"After that it becomes international waters and they're under the, quote, 'Discipline of the United Nations,' which has a bunch of meaningless regulations that nobody enforces," Rockefeller said.
"They don't really have to worry about scrubbing up, or sexual predatory practices - you put four to six thousand people on a ship for God's sake, you have a lot of crime, a lot of sexual raping and all kinds of stuff," he said.
"It's a bad environment."
Rockefeller said cruise companies work in a "happy industry," where as long as they keep passengers happy and entertained, they can gloss over some of their safety and sanitary shortcomings.
"When everything's working fine - the sun's out and the engines are working - it's fine," he said. "But in the business of safety and consumer protection, you always have to worry about the day something goes wrong. That's what your responsibility is."
In response to the incident aboard the Triumph, Rockefeller said he penned a "not-nasty-enough letter" to Carnival Corporation chief executive Mickey Arison expressing his concerns.
He also asked Arison a series of questions regarding the ship's maintenance and matters relating to the company's passenger safety practices.
Rockefeller said he'll be interested to see the response he gets back from the company. If Arison doesn't answer the questions satisfactorily, Rockefeller said he'll likely end up under oath before his committee.
"If he doesn't answer them, I'll subpoena him and make him answer them," Rockefeller said.
Carnival maintains it has comprehensive maintenance programs in place that meet or exceed all regulatory standards and requirements.
"As always, the safety of our guests and crew is our foremost priority," the company said in a press statement last week.

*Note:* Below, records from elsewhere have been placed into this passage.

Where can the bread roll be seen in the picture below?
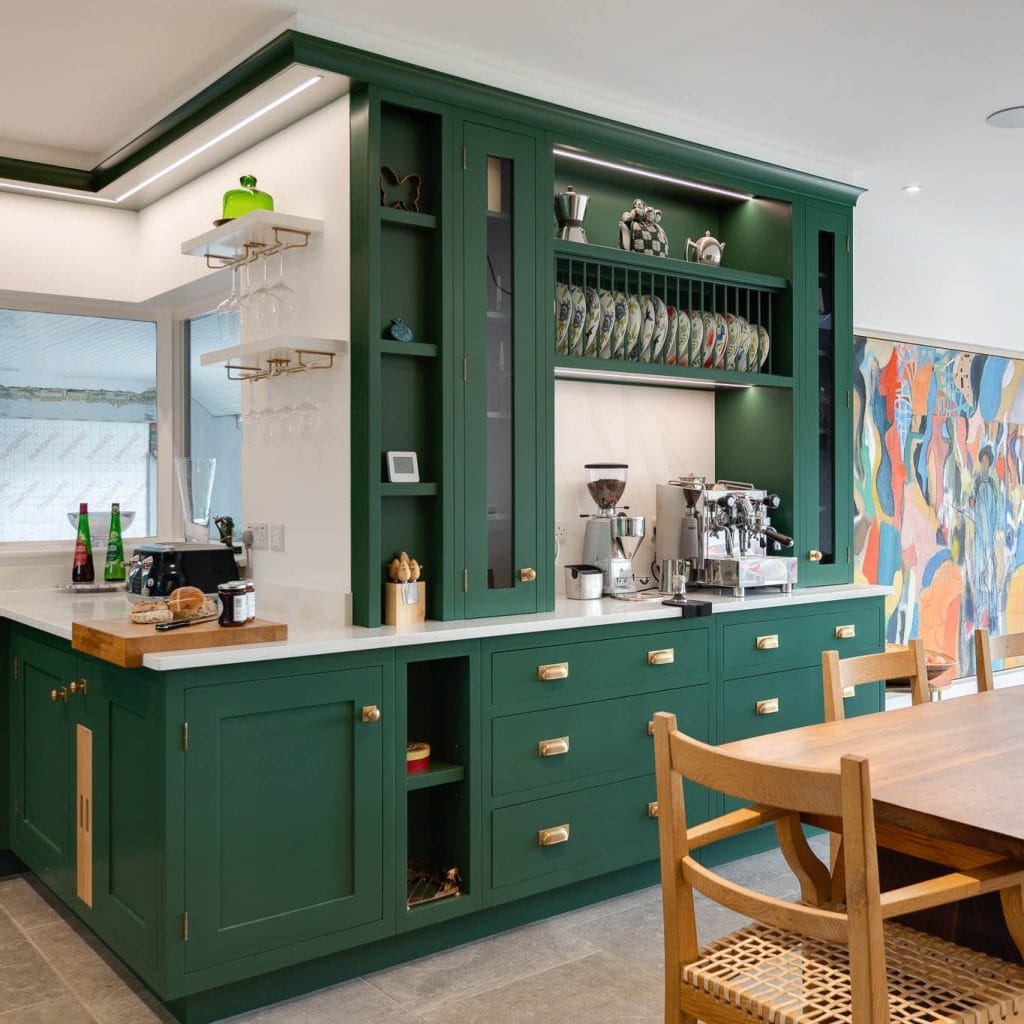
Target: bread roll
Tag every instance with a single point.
(185, 601)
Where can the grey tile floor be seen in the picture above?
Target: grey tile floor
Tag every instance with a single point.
(601, 965)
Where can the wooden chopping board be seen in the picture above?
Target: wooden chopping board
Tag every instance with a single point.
(123, 642)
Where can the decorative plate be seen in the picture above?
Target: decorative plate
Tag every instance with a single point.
(681, 355)
(721, 341)
(579, 300)
(593, 323)
(765, 343)
(697, 333)
(563, 316)
(634, 322)
(607, 324)
(646, 328)
(619, 329)
(667, 352)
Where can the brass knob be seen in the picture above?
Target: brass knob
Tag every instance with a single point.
(552, 748)
(546, 673)
(553, 836)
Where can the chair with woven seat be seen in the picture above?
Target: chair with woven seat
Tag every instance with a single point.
(989, 649)
(798, 964)
(841, 676)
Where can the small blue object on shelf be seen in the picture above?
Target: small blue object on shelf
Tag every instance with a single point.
(399, 330)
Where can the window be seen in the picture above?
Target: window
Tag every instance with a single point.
(78, 411)
(214, 404)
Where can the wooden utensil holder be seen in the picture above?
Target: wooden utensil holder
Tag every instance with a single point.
(397, 608)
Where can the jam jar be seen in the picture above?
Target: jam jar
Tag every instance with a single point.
(233, 603)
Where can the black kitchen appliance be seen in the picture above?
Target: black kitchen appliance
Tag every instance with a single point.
(156, 569)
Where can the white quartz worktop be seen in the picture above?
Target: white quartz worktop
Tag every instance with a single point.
(53, 611)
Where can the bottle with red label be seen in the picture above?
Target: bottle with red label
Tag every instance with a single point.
(82, 569)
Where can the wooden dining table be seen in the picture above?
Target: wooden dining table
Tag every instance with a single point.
(947, 784)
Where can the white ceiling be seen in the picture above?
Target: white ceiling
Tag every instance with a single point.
(876, 92)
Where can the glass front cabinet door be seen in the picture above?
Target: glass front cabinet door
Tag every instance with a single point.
(825, 537)
(500, 431)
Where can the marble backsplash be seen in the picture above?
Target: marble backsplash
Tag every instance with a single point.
(660, 433)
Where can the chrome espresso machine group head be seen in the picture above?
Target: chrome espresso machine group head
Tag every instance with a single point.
(724, 534)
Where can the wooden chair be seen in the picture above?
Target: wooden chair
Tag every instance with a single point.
(841, 676)
(989, 649)
(797, 963)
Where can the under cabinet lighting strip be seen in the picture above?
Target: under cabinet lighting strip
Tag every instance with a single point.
(622, 377)
(630, 169)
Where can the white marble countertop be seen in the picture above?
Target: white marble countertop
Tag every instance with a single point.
(53, 611)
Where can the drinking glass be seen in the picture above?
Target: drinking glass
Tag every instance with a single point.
(195, 477)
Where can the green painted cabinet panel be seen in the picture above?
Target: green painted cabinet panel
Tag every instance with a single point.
(594, 668)
(284, 809)
(502, 471)
(41, 767)
(561, 747)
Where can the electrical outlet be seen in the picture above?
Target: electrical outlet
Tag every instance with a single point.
(259, 536)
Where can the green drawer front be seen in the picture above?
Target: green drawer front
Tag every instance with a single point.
(799, 701)
(617, 666)
(608, 827)
(800, 641)
(602, 736)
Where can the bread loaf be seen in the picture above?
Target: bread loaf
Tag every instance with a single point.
(185, 602)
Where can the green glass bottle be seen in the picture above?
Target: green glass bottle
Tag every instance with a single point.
(239, 202)
(114, 568)
(82, 569)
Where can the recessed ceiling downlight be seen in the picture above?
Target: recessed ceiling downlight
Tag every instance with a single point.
(1011, 117)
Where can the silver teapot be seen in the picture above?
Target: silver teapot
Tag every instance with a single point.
(708, 250)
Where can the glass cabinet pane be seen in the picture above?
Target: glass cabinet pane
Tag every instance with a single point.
(500, 326)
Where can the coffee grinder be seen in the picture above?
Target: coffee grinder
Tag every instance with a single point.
(611, 538)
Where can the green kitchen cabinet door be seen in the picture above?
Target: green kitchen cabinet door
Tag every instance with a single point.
(40, 761)
(825, 417)
(284, 814)
(503, 464)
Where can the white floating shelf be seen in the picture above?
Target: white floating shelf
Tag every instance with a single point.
(228, 241)
(267, 346)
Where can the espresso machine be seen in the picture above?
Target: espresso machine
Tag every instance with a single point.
(724, 535)
(611, 537)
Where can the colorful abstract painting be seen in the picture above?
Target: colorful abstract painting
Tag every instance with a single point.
(939, 491)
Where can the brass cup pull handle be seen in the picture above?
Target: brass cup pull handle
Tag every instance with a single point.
(552, 748)
(553, 836)
(546, 673)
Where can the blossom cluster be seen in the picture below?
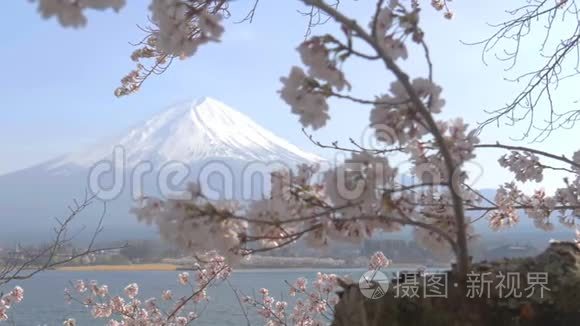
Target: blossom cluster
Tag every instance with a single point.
(129, 309)
(10, 299)
(526, 166)
(70, 13)
(314, 305)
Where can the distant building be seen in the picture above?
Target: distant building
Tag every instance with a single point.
(511, 251)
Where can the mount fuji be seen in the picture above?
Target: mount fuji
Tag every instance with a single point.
(203, 137)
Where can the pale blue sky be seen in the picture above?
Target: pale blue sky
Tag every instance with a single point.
(56, 89)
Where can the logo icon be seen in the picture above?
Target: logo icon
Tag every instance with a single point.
(374, 284)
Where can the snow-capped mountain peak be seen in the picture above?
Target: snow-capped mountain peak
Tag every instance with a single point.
(193, 131)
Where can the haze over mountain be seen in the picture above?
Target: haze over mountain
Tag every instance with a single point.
(203, 139)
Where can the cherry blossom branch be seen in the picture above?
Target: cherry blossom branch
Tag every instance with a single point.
(463, 255)
(37, 263)
(561, 158)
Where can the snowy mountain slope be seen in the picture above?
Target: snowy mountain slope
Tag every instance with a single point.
(191, 132)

"We are committed to learning from any incident that may occur on one of our vessels to apply lessons learned and prevent future occurrences," the company said. "We are presently conducting a comprehensive fleet-wide review that encompasses multiple operational areas, systems and training."
The company is expected to make an announcement regarding its first steps as part of the review in the coming days.
"In the meantime, we are confident that we will continue to provide our guests with a safe, fun and memorable vacation experience and look forward to welcoming them on board," the company said.
Meanwhile, Rockefeller said Congress should act soon to close the tax loophole that allows domestic companies to keep assets offshore free of taxation.
He said the average U.S. manufacturer pays 20 percent in taxes. He would like to see the cruise companies begin paying an amount similar to that as well, not the 0.6 percent Carnival currently pays.
He said it's something leaders should have done sooner.
"Shame on us, we will do that," he said. "Then they'll have to start paying 20 percent. Then they will have earned the right for the Coast Guard to help them, or for the Navy to help them."
He hopes paying their fair share in taxes will hold the cruise industry more accountable and make up for the costs to assist damaged ships.
"Now they're getting all that for free and reimbursing nothing to anybody," Rockefeller said. "It's just an American wrong, and they don't seem to be bothered by it."